Let’s define our first guess on the parameters as the initial_state:

initial_state = np.array([r_0[0], theta_0[0], f_0[0]])

Let’s now define the parameters of the nested sampling algorithm. These are a bit different from MCMC:

  • npoints sets the number of live points (similar to walkers in MCMC);

  • dlogz is related to a criterion used to stop the iterations. Iterations will stop when the estimated contribution of the remaining prior volume to the total evidence falls below this threshold. Explicitly, the stopping criterion is log(\(z\) + \(z_{\rm est}\)) - log(\(z\)) < \(dlogz\) where \(z\) is the current evidence from all saved samples, and \(z_{\rm est}\) is the estimated contribution from the remaining volume. Typical good values: 0.1 or 0.5;

  • decline_factor is related to an alternative criterion to stop the iterations. Iterations will stop when the weight (likelihood times prior volume) of newly saved samples has been declining for decline_factor * nsamples consecutive samples. A value of 1.0 yields good results on this dataset.

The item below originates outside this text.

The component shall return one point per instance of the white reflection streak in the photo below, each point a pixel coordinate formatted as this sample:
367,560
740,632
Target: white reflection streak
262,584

  • w are the windows that will bound the exploration space for each parameter. These should be provided in the respective units of each input parameter.

  • rstate can be used to specify a given random state to start with.

npoints = 100
dlogz, decline_factor = (0.1, None)
rstate = None
w = (5, 5, 200)

nested_params = {'npoints': nwalkers,
                 'dlogz': dlogz,
                 'decline_factor': None,
                 'rstate': rstate,
                 'w': w}

Now let’s start the sampler. Note that this step is computer intensive and may take a few minutes to run depending on your machine (but typically goes 4-5x faster than MCMC with 500 iterations considering the aboved parameters).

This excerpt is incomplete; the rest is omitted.